Based on a number of medical and experimental observations, children with inherited degenerative diseases of the brain are expected to be among the first to benefit from novel approaches based on stem cell therapy (SCT).
1. These diseases currently lack effective therapies and can cause profound mental retardation or lead to death.
2. SCT has already been shown to work in the milder forms of similar diseases that do not affect the brain.
3. Experimental work and early clinical studies have clearly shown that stem cells delivered directly into the brain can be used to treat diseases affecting the brain.

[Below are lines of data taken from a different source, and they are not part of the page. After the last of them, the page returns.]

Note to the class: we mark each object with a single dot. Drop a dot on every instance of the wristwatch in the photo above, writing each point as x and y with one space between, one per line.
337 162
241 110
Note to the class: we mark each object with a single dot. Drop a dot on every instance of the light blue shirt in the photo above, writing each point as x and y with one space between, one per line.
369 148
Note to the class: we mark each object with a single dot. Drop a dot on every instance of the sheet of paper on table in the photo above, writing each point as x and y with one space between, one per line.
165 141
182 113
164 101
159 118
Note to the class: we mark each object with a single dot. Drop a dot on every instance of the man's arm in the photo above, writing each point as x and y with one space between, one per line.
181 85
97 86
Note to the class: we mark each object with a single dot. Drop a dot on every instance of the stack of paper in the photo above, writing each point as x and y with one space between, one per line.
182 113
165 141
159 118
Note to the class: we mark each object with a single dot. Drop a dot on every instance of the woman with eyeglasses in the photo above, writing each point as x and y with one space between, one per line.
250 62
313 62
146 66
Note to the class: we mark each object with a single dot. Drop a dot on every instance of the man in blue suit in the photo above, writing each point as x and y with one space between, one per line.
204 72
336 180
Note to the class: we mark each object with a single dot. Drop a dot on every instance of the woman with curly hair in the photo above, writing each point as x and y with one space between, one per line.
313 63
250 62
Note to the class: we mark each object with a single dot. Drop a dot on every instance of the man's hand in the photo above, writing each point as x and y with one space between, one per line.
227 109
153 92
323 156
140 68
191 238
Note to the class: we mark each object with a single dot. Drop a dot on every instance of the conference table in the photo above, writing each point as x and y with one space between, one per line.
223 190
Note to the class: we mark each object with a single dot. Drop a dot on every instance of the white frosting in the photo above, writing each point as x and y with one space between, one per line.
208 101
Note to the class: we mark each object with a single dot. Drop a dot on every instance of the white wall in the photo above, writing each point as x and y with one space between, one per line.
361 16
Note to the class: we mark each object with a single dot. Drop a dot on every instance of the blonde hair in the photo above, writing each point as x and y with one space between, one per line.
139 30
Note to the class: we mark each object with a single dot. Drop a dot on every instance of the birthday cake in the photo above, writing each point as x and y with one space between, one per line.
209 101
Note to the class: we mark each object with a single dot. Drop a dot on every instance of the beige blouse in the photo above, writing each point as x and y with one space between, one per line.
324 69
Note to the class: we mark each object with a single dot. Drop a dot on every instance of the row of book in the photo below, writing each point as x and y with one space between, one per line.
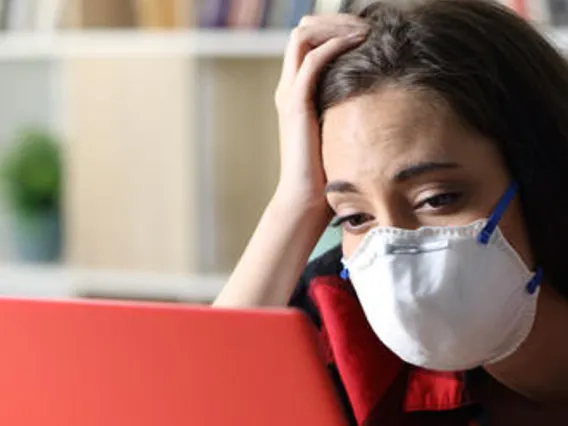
287 13
45 15
32 15
263 13
23 15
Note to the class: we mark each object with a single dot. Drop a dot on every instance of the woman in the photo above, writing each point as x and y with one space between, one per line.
438 135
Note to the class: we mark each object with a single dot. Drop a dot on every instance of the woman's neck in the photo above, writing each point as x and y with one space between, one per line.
539 368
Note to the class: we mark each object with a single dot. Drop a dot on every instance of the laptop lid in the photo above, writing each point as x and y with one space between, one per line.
111 363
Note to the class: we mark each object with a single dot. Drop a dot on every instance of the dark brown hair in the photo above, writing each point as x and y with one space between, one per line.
500 76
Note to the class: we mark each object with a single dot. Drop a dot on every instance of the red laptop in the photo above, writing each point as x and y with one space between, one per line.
92 363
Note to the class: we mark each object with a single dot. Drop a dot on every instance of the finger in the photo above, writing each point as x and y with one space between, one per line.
312 32
316 60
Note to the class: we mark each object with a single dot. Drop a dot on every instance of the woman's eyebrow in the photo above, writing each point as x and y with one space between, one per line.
341 187
419 169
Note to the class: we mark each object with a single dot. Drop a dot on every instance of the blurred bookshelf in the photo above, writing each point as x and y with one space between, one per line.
196 43
165 109
199 43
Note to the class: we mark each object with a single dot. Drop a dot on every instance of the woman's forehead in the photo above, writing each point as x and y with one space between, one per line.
381 132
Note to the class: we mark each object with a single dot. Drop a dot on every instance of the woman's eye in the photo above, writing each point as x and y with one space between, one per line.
439 201
352 222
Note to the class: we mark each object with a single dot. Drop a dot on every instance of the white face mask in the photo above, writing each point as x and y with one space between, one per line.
446 298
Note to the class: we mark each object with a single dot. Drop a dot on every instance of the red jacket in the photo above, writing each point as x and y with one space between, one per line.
376 387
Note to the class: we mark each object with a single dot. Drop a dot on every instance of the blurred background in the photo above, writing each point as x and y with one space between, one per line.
138 139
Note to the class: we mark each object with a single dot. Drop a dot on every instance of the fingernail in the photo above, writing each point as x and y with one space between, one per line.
357 35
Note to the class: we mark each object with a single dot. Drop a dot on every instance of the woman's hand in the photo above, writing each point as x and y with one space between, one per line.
298 213
313 44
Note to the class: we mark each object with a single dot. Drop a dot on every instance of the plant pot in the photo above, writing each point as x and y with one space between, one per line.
38 236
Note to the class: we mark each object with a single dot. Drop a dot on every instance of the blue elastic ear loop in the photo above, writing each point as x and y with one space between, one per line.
486 233
535 281
488 230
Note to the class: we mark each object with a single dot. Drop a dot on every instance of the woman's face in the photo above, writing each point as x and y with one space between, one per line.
401 158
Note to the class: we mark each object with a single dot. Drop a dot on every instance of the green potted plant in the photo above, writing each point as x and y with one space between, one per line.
32 175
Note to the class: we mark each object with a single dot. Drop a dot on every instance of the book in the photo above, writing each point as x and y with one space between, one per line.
212 13
155 13
21 15
245 13
3 14
185 13
48 15
539 11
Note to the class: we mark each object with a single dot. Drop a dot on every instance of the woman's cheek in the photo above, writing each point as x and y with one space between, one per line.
350 243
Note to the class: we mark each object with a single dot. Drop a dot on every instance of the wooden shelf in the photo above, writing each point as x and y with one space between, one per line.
222 43
62 283
195 43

4. The clinical safety of stem cells delivered directly into the brain has already been established during recent Phase 1 clinical trials.
Dr. Schwartz further explains, “While uncommon, pediatric genetic neurodegenerative diseases account for a large burden of mortality and morbidity in young children. Hematopoietic (bone marrow) stem cell transplant (HSCT) can improve some non-neural symptoms of these diseases, but does not treat the deadly neurodegenerative process. Our approach – targeting the effects of the disease on organs besides the brain with HSCT and neurodegeneration with a second stem cell therapy specifically designed to treat the brain – is a strategy for whole-body treatment of MPS I. Our approach is also designed to avoid the need for immunosuppressive drugs to prevent rejection of the transplanted cells.”
This research is designed to lead to experimental therapy, based on stem cells, by addressing two critical issues: early intervention is required and indeed possible in this patient population; and “teaching” the immune system not to reject the transplanted cells will also be required. This research also sets the stage for efficient translation of this technology into clinical practice, by adapting transplant techniques that are standard in clinical practice or in clinical trials, and using laboratory cell biology methods that are easily transferrable to clinical cell manufacturing.
Nationally recognized for his work in the stem cell field, Dr. Schwartz’ research focuses on the use of stem cells to understand the neurobiological causes of autism and other neurodevelopmental disorders. With funding support from CHOC, Dr. Schwartz established the National Human Neural Stem Cell Resource (NHNSCR) in 2001 to support national research in the field of neural stem cells by providing a reliable source for these cells to investigators nationwide. In addition to acting as a stem cell repository, the NHNSCR hosts periodic training courses and scientific meetings and has published a comprehensive technical manual on human stem cell research.